Aquela última prenda

Gosto no Natal. Agrade-me ver as pessoas, de andar apressado nos centros comerciais à procura daquela última prenda. Gosto de ver a felicidade estampada na cara das pessoas que de passos apressados e acompanhadas dos cânticos de natal, meticulosamente escolhidos, procuram aquela prenda para os familiares e amigos.
Dedico, no entanto, este artigo às pessoas que, por um conjunto de razões, sei que dificilmente vão lê-lo. São aquelas pessoas que não têm um lar e nem fazem correr ninguém nos centros comerciais para comprar aquela última prenda.
Porque é natal e apesar de ter alguém a correr por eles algures para comprar a última prenda este artigo é também para eles. Para o António Paraíso. Tem 35 anos é brasileiro com sotaque nordestino. Entrou em Portugal há um ano, via Espanha. Trabalha da construção civil e vive nos Açores há 6 anos.
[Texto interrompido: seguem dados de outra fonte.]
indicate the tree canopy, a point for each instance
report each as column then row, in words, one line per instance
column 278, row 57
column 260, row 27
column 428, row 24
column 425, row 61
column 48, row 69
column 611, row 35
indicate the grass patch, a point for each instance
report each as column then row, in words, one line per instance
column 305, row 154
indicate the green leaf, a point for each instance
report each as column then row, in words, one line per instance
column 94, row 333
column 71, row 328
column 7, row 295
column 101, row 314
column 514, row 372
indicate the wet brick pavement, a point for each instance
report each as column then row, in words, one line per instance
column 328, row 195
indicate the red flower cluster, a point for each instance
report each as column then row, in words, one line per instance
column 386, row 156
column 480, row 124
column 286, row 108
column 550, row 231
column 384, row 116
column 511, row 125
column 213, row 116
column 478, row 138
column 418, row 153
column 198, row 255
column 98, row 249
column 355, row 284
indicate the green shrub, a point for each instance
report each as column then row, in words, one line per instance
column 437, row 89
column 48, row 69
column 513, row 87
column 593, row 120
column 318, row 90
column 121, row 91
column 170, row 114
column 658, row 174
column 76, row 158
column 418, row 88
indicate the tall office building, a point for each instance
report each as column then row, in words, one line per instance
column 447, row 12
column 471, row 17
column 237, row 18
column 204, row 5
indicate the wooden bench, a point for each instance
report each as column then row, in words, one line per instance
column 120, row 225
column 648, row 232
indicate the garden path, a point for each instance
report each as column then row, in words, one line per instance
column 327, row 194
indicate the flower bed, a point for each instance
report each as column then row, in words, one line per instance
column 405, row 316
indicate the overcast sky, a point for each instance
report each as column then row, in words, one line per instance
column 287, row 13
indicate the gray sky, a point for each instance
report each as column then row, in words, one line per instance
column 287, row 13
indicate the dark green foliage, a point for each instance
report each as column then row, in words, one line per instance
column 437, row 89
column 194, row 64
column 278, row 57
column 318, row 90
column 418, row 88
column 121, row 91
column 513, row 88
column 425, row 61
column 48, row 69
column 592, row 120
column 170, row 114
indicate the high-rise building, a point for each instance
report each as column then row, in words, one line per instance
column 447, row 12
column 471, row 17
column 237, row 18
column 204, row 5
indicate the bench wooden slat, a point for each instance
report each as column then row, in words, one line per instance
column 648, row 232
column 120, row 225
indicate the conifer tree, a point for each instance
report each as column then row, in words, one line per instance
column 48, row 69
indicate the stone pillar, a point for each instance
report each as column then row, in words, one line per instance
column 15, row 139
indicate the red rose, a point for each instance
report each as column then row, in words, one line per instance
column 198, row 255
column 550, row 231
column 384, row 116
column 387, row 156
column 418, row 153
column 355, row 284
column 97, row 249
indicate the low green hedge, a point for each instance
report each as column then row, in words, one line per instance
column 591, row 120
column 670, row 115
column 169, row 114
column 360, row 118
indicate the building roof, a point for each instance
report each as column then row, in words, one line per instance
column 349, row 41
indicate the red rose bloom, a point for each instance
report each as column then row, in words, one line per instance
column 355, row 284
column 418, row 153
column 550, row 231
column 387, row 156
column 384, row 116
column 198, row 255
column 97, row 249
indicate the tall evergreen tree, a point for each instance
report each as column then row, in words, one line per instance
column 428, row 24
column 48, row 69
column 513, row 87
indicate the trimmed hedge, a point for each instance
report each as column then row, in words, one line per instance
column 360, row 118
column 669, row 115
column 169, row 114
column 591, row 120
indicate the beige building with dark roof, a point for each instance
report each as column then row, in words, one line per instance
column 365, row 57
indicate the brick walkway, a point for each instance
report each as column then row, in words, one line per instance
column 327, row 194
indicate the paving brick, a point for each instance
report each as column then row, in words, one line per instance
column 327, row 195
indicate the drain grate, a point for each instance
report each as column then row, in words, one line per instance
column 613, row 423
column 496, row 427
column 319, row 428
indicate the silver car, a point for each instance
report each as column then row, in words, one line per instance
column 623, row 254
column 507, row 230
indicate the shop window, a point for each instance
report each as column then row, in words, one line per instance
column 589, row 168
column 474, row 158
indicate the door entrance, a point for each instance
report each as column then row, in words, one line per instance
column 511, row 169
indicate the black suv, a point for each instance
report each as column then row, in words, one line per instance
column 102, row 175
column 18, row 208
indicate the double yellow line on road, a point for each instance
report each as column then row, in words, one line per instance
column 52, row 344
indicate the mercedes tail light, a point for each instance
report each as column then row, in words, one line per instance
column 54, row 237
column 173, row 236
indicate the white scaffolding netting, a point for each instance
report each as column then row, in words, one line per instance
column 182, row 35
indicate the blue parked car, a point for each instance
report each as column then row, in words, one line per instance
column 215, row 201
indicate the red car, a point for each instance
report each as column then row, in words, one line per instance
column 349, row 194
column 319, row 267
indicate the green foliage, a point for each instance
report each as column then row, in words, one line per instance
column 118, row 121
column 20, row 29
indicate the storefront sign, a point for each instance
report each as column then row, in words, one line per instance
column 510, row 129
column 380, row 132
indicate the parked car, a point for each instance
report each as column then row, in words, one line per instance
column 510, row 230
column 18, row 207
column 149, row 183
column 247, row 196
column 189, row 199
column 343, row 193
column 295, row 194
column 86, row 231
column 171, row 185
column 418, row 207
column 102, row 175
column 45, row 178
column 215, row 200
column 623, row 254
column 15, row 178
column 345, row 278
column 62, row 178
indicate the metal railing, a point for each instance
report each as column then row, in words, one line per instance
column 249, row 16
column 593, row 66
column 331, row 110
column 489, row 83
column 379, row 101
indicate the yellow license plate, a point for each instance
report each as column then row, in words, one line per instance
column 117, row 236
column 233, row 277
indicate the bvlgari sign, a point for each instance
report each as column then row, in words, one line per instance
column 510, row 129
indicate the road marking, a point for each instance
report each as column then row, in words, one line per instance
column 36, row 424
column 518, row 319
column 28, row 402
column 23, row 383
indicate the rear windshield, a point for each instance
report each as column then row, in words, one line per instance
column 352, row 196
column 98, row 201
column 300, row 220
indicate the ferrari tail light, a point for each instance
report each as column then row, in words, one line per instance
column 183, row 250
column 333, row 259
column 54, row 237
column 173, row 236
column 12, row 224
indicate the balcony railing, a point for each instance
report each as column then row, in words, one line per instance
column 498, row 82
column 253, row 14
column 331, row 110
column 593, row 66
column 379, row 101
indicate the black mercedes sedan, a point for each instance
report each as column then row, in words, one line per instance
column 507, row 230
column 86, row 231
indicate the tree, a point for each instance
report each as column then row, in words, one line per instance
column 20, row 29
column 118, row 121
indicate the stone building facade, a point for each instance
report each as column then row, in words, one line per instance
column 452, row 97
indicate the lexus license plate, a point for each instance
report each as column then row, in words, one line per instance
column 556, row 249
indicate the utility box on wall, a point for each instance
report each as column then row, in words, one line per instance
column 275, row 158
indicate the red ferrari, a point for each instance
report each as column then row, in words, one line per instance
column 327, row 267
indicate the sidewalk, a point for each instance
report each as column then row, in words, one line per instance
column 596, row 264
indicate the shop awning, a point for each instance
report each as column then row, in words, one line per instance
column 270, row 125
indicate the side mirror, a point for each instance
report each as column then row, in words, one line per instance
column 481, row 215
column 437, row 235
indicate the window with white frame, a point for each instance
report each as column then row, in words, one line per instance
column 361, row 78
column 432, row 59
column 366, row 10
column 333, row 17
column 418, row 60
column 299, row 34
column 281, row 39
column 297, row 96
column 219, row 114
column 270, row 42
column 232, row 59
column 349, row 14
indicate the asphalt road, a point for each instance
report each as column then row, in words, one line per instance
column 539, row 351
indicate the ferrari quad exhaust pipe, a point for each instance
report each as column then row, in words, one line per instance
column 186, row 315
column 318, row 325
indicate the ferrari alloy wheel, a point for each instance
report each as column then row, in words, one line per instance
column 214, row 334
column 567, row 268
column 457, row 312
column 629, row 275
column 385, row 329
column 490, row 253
No início do ano foi comprar um bilhete, às prestações, para ir ver a mulher e os dois filhos que ainda vivem no Brasil. Queria viajar no Natal. A agência onde comprou o bilhete abriu falência e o Natal do António Paraíso foi, literalmente, à vida. O António Paraíso foi um daqueles que estava a correr nos corredores do Centro Comercial para comprar aquela última prenda. Ironicamente estava a correr no mesmo corredor onde funcionava a agência que lhe estragou o Natal.
Este artigo é para também para Oksana. É ucraniana e vive há 5 anos nos Açores. Foi professora de Matemática durante mais de 15 anos na sua cidade natal, Betz, que se situa na parte oeste da Ucrânia, próxima da fronteira com a Polónia. O marido, também, ucraniano, andou a correr para comprar a última prenda. A Oksana espera que no Natal do próximo ano possa estar a partilhar a experiência com a sua família de ser professora de matemática nos Açores. A Oksana está à espera, há mais de 12 meses, da sua equivalência. Enquanto espera, vai ganhando a vida a limpar, entre outros lugares, os corredores que servem para comprarmos aquela última prenda.
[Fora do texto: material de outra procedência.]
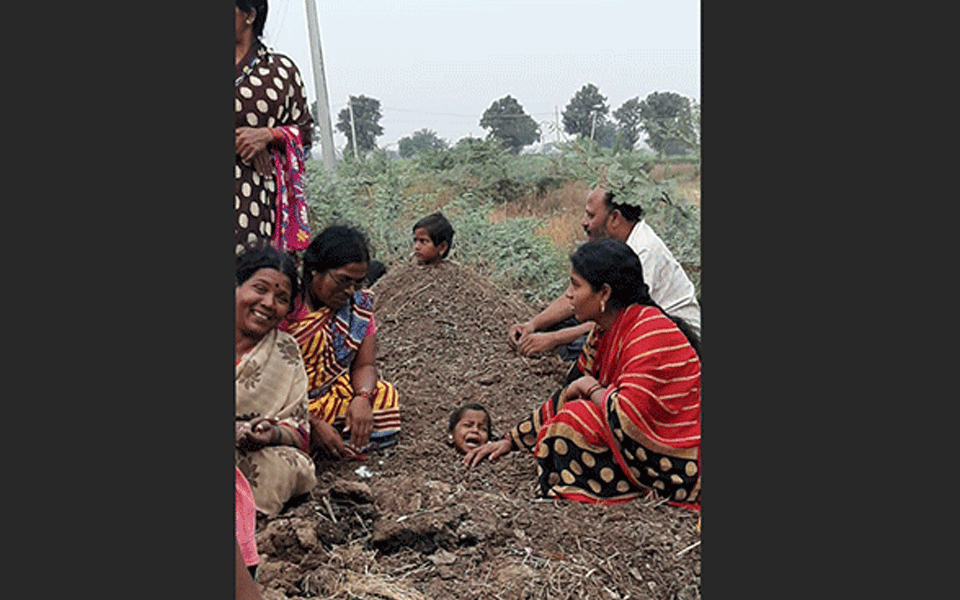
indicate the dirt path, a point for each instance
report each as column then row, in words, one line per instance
column 412, row 523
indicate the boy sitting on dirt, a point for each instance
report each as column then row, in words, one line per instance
column 469, row 427
column 432, row 238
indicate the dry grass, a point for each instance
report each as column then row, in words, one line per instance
column 560, row 211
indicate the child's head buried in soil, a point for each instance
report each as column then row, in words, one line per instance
column 470, row 426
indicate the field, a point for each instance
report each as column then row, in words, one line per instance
column 411, row 522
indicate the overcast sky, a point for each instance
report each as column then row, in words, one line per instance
column 439, row 64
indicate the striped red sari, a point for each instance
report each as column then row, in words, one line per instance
column 644, row 436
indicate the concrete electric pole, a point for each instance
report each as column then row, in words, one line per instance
column 320, row 83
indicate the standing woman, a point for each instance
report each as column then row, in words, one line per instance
column 629, row 419
column 273, row 125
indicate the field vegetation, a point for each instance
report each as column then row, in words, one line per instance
column 517, row 217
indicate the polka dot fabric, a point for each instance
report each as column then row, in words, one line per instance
column 269, row 94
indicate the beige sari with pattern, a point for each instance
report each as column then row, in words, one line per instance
column 271, row 382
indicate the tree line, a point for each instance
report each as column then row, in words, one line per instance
column 669, row 121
Este artigo é para paquistanês Abhijat que está à espera há mais de um ano de uma resposta do Consulado Português no Paquistão sobre um documento que é necessário autenticar para conseguir trazer o irmão mais novo.
Também este artigo é para o Djaló, natural do país dos Bijagós; país que não obstante das esperanças que todos nós depositamos não consegue dar o tal salto. Um país que ainda não tem os tais corredores para que as pessoas possam comprar aquela prenda. Tem, claro, outros corredores. O Djaló queria que a estabilidade do seu país minimamente para poder regressar e ir comprar na Guiné aquela prenda.
O artigo é para todos nós. Todos nós temos as nossas dificuldades, as nossas angústias mas, sobretudo, as nossas esperanças e desejos. Espero que este Natal possa ser mais uma luz de esperança para todos. Que neste Natal e nos seguintes possamos todos, independentemente da origem, da cor e religião, concretizar os nossos desejos.
Os meus sinceros votos de um Santo Natal e de um ano novo repleto de felicidades.